Mammalian target of rapamycin (mTOR) enhances translation from a subset of messenger RNAs containing distinct 5′-untranslated region (UTR) sequence features. Here we identify 3′-UTR shortening of mRNAs as an additional molecular signature of mTOR activation and show that 3′-UTR shortening enhances the translation of specific mRNAs. Using genetic or chemical modulations of mTOR activity in cells or mouse tissues, we show that cellular mTOR activity is crucial for 3′-UTR shortening. Although long 3′-UTR-containing transcripts minimally contribute to translation, 3-′UTR-shortened transcripts efficiently form polysomes in the mTOR-activated cells, leading to increased protein production. Strikingly, selected E2 and E3 components of ubiquitin ligase complexes are enriched by this mechanism, resulting in elevated levels of protein ubiquitination on mTOR activation. Together, these findings identify a previously uncharacterized role for mTOR in the selective regulation of protein synthesis by modulating 3′-UTR length of mRNAs.

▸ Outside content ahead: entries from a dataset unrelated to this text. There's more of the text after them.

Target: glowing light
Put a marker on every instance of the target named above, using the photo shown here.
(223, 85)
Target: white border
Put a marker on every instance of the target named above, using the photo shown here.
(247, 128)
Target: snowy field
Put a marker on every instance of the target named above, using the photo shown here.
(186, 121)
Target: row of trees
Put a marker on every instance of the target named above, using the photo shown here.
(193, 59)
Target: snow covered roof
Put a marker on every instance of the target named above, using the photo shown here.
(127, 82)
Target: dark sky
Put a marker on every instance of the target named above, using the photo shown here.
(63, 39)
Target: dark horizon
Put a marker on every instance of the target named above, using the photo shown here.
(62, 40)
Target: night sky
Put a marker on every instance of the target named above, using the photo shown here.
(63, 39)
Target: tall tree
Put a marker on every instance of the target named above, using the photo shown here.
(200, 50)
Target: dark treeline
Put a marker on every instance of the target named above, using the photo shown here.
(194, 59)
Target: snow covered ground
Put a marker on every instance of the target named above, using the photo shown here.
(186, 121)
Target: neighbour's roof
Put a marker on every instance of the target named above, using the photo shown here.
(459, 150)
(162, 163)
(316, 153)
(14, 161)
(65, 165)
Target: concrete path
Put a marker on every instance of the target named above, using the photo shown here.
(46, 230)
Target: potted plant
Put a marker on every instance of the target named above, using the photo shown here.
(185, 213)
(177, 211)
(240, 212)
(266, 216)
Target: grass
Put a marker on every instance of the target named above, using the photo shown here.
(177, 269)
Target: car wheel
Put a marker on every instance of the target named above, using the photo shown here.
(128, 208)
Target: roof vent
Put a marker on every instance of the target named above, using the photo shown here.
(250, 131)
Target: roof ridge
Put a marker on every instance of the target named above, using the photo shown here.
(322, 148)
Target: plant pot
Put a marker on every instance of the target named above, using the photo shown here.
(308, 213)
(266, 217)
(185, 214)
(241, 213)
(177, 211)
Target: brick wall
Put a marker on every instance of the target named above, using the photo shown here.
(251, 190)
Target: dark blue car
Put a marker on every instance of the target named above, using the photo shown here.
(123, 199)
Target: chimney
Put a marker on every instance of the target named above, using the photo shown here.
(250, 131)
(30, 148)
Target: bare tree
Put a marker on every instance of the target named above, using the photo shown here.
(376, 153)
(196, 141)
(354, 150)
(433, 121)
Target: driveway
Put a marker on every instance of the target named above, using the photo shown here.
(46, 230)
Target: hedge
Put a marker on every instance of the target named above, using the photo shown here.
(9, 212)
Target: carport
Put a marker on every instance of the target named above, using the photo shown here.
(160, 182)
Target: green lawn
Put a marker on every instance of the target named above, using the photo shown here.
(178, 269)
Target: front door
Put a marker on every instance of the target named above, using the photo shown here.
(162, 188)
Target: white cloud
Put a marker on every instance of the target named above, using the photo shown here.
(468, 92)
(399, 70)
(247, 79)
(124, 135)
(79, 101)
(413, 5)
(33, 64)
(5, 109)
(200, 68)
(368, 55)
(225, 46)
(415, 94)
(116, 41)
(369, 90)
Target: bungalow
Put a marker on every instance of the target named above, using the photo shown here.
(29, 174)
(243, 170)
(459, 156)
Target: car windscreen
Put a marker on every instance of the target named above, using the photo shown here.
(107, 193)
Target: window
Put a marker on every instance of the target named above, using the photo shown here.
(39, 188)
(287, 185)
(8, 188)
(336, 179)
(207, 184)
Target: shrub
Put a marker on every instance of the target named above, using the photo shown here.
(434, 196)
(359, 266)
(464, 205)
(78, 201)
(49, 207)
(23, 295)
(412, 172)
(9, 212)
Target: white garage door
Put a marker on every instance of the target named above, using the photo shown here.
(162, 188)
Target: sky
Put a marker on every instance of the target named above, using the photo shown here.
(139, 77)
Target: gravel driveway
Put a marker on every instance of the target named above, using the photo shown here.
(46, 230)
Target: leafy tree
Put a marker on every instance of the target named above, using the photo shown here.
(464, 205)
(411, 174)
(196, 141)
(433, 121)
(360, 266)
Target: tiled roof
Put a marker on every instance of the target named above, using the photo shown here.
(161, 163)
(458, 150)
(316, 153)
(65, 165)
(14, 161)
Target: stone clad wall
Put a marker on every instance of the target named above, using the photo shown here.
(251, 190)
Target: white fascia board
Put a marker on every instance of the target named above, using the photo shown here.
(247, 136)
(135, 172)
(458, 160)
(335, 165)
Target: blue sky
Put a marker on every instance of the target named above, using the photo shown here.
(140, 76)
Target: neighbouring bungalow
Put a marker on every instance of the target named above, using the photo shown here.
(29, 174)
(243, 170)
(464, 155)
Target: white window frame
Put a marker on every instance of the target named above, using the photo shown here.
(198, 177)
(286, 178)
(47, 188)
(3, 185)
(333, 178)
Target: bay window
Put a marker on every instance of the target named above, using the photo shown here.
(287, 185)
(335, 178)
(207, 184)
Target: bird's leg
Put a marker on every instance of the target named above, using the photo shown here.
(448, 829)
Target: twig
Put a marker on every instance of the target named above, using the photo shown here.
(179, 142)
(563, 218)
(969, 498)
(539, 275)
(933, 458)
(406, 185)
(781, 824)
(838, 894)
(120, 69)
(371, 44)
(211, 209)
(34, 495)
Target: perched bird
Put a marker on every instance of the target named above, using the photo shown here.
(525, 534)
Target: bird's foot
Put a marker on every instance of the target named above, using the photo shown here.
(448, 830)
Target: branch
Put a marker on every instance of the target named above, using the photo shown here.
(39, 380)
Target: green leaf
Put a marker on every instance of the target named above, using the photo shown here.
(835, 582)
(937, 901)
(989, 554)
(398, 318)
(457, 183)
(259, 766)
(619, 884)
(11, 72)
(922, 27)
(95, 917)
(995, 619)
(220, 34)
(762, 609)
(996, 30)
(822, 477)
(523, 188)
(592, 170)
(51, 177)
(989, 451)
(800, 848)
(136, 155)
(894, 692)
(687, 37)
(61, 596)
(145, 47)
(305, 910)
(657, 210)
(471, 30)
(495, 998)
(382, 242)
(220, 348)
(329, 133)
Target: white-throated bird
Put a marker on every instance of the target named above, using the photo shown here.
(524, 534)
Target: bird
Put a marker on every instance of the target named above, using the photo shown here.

Original language	English (US)
Article number	7218
Journal	Nature communications
Volume	6
DOIs	https://doi.org/10.1038/ncomms8218
State	Published - Jun 15 2015

Bibliographical note

Funding Information:
We thank Dr Kwiatkowski at Bringham and Women’s Hospital and Harvard Medical School for providing us TSC1+/+ and TSC1−/− MEF cell lines and HCV29 bladder cancer cell lines used in this study. We also thank Mr Todd Markowski and Dr LeeAnn Higgins at the Center for Mass Spectrometry and Proteomics, University of Minnesota, for their work in peptide fractionation and LC–MS/MS analysis. This work was supported in part by the following funding: Institutional Research Grant (118198-IRG-58-001-52-IRG76) from the American Cancer Society for J.Y., and the grant for the Bio & Medical Technology Development Program (2012M3A9B4028738) by the National Research Foundation of Korea (NRF) for K.-S.K and J.Y., NSF III 117153 for R.K. and GM097057, AG039758, ADA 7-12-BS-093 and W81XWH-13-1-0060 for D.-H.K.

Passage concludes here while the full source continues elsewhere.